ABOITIZ InfraCapital Inc. has joined six other companies, mostly foreign entities, that intend to take part in the government's common tower program.
Aboitiz's infrastructure business unit signed a Memorandum of Understanding (MOU) with the Department of Information and Communications Technology (DICT) on Thursday, February 7.
Aboitiz is the seventh company to sign an MOU with the DICT.
Other companies that have signed up for the common tower program are: Malaysian firms RT Telecom Sdn Bhd and edotco Group Sdn Bhd; ISOC Infrastructures Inc.; ISON ECP Tower Pte. Ltd. from Singapore; IHS Towers; and China Energy Engineering Corporation.
DICT Acting Secretary Eliseo Rio Jr. earlier said the country needs an additional 50,000 towers to improve telecommunication services, increase coverage and prepare the telecommunications industry for 5G technologies.
The common tower program is also seen to help new telecommunications player Mislatel Consortium fast track the rollout of its services.
Mislatel, which will challenge the dominance of PLDT/Smart Telecommunications and Globe Telecom Inc., is currently complying with post-qualification requirements.
Congress, meanwhile, has adopted a concurrent resolution that formalized the sale of the controlling interest of Mindanao Islamic Telephone Company (Mislatel) to Udenna Corporation and Chelsea Holdings Corporation, both owned by Davao businessman Dennis Uy, and the state-run China Telecommunications Corporation.

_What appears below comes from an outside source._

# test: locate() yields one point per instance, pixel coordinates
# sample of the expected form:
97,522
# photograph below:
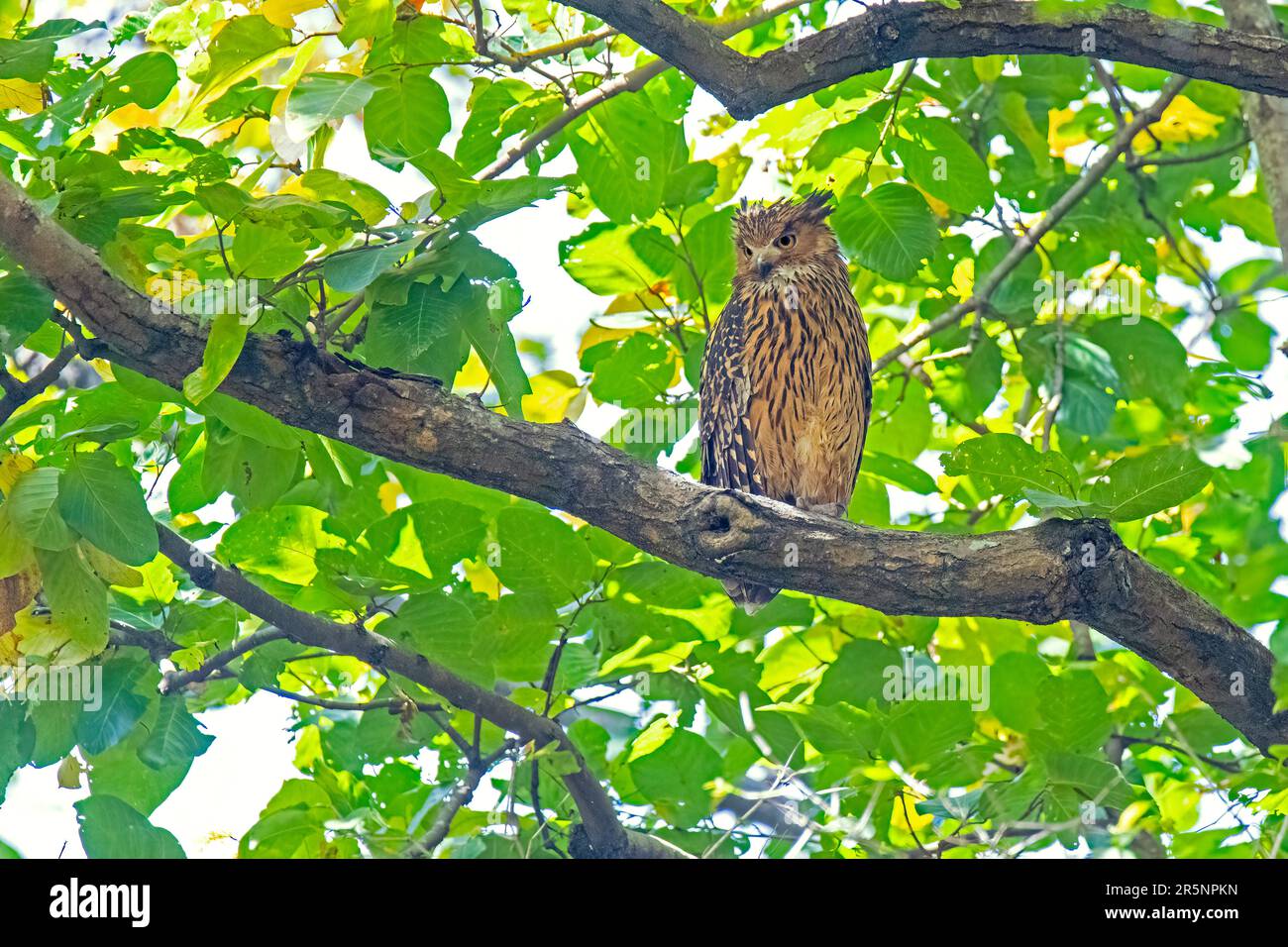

The Senate concurred with House Concurrent Resolution 23 on February 5. A concurrent resolution is a resolution adopted by both houses of Congress that do not require the President’s signature and do not have the force of law.
In a statement earlier, edotco said there are only around 16,300 telecommunication towers spread across the country, causing "significant coverage issues leading to network congestion."
"The subscriber-to-tower ratio in the Philippines currently stands at over 7,000 subscribers for every tower. This is equivalent to three times the recommended ratio by the International Telecommunications Union, or three to five times of the indicative ratio in Myanmar and Vietnam in comparison," said edotco chief executive officer Suresh Sidhu.
It noted that the absence of infrastructure sharing and uncoordinated network expansion has contributed to a significant duplication in capital expenditure (capex).
"An estimated 50 percent of sites are taking up repetitive resources worth $380 million, alongside standalone energy systems amounting to some $127 million," Sidhu added.
Edotco operates and manages a portfolio of over 28,500 towers across Malaysia, Myanmar, Bangladesh, Cambodia, Sri Lanka and Pakistan.